Amaunet is no lioness caught in the jungle boughs with humidity dusting her cheekbones with dew. She is no thing tethered to a pack with something as mortal as hunger to give birth to the violence in the curl of her neck and the snap, snap, snap of her wings as she pushes back the darkness with the rose gold blush of her skin. Amaunet, born out of a pack of wolves and lions, has long been a creature starved even in the middle of war.
And tonight, just before dawn, she is not starvation but the dark and bloody thing in the belly of it.
Each of her feathers feels like paper and her gold feels like chains hooked and waiting around her pretty, hollow throat. The dunes are clouds beneath her feet rolling and parched of rain. The city’s fire embers smoldering at the coldest edges of her white-blue inferno. There is music somewhere in the distance playing a eulogy to all the soft things dissolving in the acid of her wrath. And when she starts to hum it is the sound of marching feet and men with collars around their necks smiling as they lay their spines upon a butcher’s block.
The low moon is a pearl crown shed from the tangles of her forelock. It is not the scythe it should have been when the stallion told her to come. A lioness does not listen to the lion when he tells her which buffalo to gut from heart to live.
Again, it must be remembered, that she is no lioness. She does not gut from heart to liver to feed the starving pride and the gluttonous king. Amaunet does not share.
But still she waits a week late, an arrogant thing that does not bow her head and listen closely to the tip of a horn laid against her pulse point. Somewhere that music is still playing and her lips are still alive with the wasps in the sound of men with collars around their necks heading off to war.

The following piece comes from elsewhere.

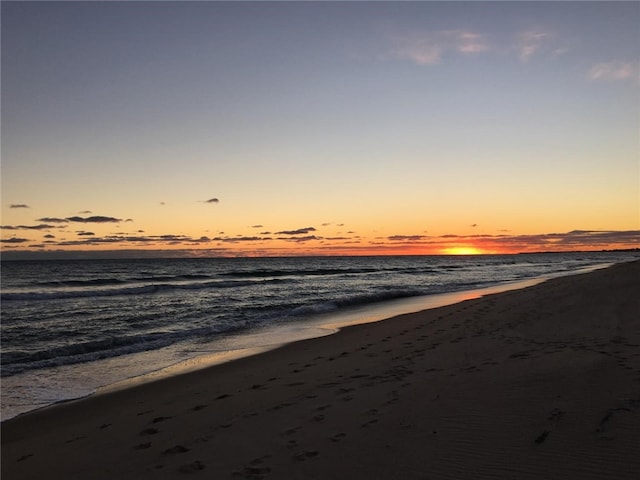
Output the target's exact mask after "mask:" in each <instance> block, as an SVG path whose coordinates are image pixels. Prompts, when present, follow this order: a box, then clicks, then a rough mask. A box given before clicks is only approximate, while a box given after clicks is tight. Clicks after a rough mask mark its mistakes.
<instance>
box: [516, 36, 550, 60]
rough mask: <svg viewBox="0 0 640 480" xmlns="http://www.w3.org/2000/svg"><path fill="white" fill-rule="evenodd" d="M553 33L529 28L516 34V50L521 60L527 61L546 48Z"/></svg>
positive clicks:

It has been so long since my hunger has felt like a creature inside of me instead of a feeling. Each step is followed with the gnawing sensation of teeth digging into the lining of my stomach. Miles bring another dimension to the ache in my jaw. By the time I am knee deep in the swamp water I feel more like a thing coming undone than a unicorn.
But I know better than to hunt in Denocte where Fable is always flying low over the plains and sea. Mother knows, of course, that I no longer can sustain myself on apples and grasses. It is the price ‘saving’ me demanded. However I know that the price is mine and mine alone to bear even when it should be hers. Today I will try to be a gentle daughter and not force her to bear witness to the monster she’s made of me.

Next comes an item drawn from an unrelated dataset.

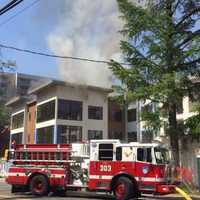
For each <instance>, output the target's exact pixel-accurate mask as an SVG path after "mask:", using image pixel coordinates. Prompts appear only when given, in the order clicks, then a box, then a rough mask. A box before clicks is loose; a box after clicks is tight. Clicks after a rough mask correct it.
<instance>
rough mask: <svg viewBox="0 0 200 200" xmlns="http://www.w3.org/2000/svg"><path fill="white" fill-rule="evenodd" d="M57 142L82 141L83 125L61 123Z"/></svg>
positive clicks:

Sometimes I am still tempted to bring home the head of a fox and lay it at her feet just to watch her eyes grow dark and salted with an agony only killing me might heal.
Yesterday I met a kelpie from the swamp. I had pressed shoulder to shoulder with her, in the market, and demanded that she tell me the secret of living so far from the brine of the sea. It took more than a threat to make her answer, but I am a princess and so there is nothing that I cannot give when it suits me too. Afterall mother can make gold from coal and she owes me something more than even the air from her lungs.

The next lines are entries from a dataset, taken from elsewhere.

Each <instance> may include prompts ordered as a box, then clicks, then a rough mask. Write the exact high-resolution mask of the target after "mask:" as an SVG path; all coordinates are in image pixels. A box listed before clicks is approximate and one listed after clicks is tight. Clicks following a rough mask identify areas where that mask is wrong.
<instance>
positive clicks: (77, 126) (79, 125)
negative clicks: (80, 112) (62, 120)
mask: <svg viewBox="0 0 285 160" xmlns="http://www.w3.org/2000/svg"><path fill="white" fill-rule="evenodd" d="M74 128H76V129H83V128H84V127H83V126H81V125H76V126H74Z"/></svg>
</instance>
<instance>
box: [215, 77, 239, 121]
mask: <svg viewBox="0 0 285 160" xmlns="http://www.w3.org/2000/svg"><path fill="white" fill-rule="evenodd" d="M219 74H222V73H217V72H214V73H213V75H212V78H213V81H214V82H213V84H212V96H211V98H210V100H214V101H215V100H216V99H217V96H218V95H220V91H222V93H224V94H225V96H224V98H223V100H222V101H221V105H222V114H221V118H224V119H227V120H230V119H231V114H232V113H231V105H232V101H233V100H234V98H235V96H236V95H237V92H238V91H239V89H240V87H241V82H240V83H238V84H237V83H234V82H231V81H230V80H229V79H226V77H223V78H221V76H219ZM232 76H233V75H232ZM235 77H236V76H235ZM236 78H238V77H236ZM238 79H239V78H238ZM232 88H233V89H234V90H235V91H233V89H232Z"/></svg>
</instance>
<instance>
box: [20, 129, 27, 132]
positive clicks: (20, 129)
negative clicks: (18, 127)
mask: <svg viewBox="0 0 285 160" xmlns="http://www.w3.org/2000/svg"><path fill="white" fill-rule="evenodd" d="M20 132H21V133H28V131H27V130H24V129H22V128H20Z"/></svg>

And so today I am knee deep in the swamp until my hair is more green than sea-pale. The swamp kelpie told me that the mirestags stray into the muck and brine to find the mushrooms that sprout there (the ones, she whispered into my ear like a kiss, that bloom only at the full moon). In the same breath she had told me that eating the diseased skin of one would free me from the call of the sea.
I want that with a desperation that is so much greater than my hollowness hunger. There is no price I will not pay to be free of the tide. Perhaps this is the real way that I am a monster in the same way my mother is one.